On écoute Canon perpetuus.
Voilà ce qu’en pense la chanteuse Camille.
Je vous propose aujourd’hui le Ricercare à 6 voix. Il s’agit d’un sommet dans l’art du contrepoint : six lignes mélodiques indépendantes démarrent les unes après les autres et vivent en parfaite harmonie. Il paraît que composer de telles pièces est un véritable casse-tête combinatoire, ce qui convient bien aux geeks n’est-ce pas. La partition n’indique pas d’orchestration. J’ai choisi ce que je préfère, le clavecin seul, instrument sec, peu timbré et qui laisse bien les voix indépendantes, ce qui permet de les suivre sans se laisser perturber par le sentiment et toutes ces bêtises, comme un bon geek quoi. Vous noterez les images scientifiques sur la vidéo (la grande galaxie d’Andromède, le fameux champ profond de Hubble et deux galaxies non identifiées). Robert Hill, Ricercare à 6 voix.

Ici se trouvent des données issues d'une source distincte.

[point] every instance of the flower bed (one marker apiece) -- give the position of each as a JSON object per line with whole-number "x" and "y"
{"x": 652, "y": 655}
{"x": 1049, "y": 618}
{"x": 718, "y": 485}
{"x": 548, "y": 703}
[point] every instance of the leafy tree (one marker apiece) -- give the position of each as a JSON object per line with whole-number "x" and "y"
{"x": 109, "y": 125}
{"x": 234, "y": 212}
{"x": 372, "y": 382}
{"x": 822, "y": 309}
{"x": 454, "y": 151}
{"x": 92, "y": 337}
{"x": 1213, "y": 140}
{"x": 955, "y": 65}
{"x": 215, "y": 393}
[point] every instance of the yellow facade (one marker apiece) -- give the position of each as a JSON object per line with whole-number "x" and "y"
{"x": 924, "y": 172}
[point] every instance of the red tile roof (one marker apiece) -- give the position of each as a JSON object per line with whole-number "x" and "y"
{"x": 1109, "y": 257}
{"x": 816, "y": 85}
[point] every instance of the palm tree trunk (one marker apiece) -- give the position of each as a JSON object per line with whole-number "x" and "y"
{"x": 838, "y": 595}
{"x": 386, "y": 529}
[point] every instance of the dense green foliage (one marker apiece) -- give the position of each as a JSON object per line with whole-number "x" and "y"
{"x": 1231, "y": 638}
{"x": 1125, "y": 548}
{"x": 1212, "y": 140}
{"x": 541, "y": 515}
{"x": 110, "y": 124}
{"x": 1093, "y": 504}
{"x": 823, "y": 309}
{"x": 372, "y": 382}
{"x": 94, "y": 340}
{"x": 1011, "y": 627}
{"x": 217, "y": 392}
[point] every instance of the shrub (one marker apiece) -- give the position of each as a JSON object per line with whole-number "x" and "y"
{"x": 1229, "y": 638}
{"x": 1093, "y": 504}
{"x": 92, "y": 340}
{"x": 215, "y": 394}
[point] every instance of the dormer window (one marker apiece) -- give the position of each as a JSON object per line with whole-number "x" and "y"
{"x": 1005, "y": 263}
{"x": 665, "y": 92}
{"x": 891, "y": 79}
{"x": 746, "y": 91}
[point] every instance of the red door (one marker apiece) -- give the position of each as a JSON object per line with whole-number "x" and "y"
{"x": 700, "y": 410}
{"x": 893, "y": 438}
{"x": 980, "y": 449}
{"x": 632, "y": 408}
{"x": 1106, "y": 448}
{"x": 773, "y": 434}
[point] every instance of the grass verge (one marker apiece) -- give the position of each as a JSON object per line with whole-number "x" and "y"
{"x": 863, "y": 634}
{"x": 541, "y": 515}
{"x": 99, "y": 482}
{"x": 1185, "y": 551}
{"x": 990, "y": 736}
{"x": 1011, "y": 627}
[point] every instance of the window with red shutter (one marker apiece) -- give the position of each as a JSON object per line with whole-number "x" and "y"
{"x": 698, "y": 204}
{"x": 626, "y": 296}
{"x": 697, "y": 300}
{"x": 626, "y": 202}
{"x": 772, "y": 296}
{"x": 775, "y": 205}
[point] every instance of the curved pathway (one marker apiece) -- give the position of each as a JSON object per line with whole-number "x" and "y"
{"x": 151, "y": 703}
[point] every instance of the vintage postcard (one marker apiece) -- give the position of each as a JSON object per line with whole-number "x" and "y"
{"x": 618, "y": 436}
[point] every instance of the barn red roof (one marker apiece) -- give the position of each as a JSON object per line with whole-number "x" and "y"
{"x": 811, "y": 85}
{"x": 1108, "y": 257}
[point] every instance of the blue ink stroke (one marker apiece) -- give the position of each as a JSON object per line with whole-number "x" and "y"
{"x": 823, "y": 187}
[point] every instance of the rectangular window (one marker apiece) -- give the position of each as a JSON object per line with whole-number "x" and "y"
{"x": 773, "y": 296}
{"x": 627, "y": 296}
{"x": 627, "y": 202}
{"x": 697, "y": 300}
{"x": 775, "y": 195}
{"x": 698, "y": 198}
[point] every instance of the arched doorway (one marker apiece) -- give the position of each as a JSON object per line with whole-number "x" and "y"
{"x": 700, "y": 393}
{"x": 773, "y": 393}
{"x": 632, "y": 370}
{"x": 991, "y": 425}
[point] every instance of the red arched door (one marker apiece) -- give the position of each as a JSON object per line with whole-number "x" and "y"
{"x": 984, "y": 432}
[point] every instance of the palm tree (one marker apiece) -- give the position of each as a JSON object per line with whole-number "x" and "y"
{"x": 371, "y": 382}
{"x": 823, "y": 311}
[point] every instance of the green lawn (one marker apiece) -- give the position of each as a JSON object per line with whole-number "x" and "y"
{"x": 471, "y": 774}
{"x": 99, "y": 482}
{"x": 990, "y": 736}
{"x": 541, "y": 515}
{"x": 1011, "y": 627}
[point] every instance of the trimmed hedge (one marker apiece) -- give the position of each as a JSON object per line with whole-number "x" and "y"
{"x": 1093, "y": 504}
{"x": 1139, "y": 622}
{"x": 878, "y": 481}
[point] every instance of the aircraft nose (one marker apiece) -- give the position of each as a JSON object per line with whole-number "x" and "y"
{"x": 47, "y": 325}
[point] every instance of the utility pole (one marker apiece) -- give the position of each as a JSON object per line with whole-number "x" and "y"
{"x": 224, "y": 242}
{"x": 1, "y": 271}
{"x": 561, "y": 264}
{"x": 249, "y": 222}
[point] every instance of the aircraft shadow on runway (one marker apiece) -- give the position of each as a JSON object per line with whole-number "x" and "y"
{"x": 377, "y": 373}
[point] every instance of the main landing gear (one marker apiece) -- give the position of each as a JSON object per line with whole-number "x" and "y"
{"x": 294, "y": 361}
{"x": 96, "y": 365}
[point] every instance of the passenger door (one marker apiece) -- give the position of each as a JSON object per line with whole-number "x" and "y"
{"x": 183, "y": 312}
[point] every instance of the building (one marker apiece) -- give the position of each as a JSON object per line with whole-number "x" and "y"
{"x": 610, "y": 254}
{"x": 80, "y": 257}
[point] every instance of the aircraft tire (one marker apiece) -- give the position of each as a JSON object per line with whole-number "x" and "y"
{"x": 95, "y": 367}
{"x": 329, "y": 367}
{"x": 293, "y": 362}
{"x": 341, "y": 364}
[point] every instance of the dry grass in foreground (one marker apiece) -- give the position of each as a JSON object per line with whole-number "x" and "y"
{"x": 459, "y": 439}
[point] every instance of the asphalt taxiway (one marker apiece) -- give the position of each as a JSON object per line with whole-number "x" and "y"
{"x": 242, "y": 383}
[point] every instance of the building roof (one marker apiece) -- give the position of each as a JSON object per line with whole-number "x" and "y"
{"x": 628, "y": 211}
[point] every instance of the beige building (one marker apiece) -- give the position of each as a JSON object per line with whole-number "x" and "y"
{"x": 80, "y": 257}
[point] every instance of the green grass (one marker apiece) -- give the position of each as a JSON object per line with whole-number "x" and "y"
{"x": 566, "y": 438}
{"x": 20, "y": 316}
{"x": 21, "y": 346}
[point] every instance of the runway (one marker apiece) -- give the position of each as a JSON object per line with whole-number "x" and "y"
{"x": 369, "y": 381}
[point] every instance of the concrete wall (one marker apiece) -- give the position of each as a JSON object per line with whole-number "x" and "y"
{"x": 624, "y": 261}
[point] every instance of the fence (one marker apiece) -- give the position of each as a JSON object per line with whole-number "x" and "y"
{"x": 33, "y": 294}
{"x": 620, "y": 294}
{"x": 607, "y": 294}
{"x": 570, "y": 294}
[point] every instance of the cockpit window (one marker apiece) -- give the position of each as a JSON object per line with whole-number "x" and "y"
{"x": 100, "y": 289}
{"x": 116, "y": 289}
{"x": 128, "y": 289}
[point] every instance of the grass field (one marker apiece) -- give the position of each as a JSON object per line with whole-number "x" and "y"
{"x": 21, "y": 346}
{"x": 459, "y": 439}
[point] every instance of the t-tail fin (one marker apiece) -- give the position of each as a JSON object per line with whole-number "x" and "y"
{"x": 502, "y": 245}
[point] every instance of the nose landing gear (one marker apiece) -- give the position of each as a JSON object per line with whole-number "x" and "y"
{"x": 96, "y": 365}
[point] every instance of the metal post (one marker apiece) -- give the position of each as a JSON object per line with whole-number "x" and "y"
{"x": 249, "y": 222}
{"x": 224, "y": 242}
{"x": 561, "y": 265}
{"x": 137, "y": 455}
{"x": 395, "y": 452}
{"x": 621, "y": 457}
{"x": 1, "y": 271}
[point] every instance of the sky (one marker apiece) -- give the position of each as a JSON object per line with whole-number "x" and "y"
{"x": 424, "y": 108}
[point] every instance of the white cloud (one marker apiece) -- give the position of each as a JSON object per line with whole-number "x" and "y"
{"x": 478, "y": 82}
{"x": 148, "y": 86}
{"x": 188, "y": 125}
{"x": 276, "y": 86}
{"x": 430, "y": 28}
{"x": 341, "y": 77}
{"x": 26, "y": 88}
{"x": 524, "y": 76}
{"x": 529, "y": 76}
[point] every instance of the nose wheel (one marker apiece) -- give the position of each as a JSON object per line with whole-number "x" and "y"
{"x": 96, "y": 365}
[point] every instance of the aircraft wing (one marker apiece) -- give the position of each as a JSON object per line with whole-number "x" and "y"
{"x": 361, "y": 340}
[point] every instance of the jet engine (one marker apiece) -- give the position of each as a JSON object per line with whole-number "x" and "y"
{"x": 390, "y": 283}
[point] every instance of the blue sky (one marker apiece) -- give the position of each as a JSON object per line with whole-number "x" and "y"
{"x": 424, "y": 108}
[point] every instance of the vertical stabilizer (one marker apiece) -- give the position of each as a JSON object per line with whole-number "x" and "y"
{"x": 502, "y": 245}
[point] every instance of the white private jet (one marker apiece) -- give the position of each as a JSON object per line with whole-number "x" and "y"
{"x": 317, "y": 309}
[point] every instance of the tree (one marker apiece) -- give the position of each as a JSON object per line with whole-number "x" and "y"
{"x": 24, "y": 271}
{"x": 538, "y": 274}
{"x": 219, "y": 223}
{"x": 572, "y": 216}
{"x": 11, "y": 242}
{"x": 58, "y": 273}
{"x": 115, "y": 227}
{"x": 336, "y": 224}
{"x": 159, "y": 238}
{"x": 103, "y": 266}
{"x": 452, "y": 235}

Si vous voulez vous entrainer à suivre les six voix, je recommande cette vidéo.
Et puis la version des Swingle singers, plus émouvante.
On aborde aujourd’hui le Bach subliminal, le Bach prétendu là. On lit un peu partout que Paul Simon s’est inspiré d’une mélodie de Bach pour composer American tune. Par Simon et Garfunkel lors du célèbre concert à Central Park.
Effectivement, il y a une parenté avec un passage de La passion selon Saint-Matthieu. Paul Simon le dit lui-même (je ne retrouve plus où…). C’est vrai que c’est plutôt la classe de s’inspirer de Bach, alors pourquoi s’en cacher.
En fait, la situation est assez complexe parce que Bach lui-même recyclait des mélodies, et puis a été à son tour recyclé dans d’autre compositions classiques. Démêler tout ça dépasse le cadre de mon travail d’amateur. Allez voir sur wikipedia, ici.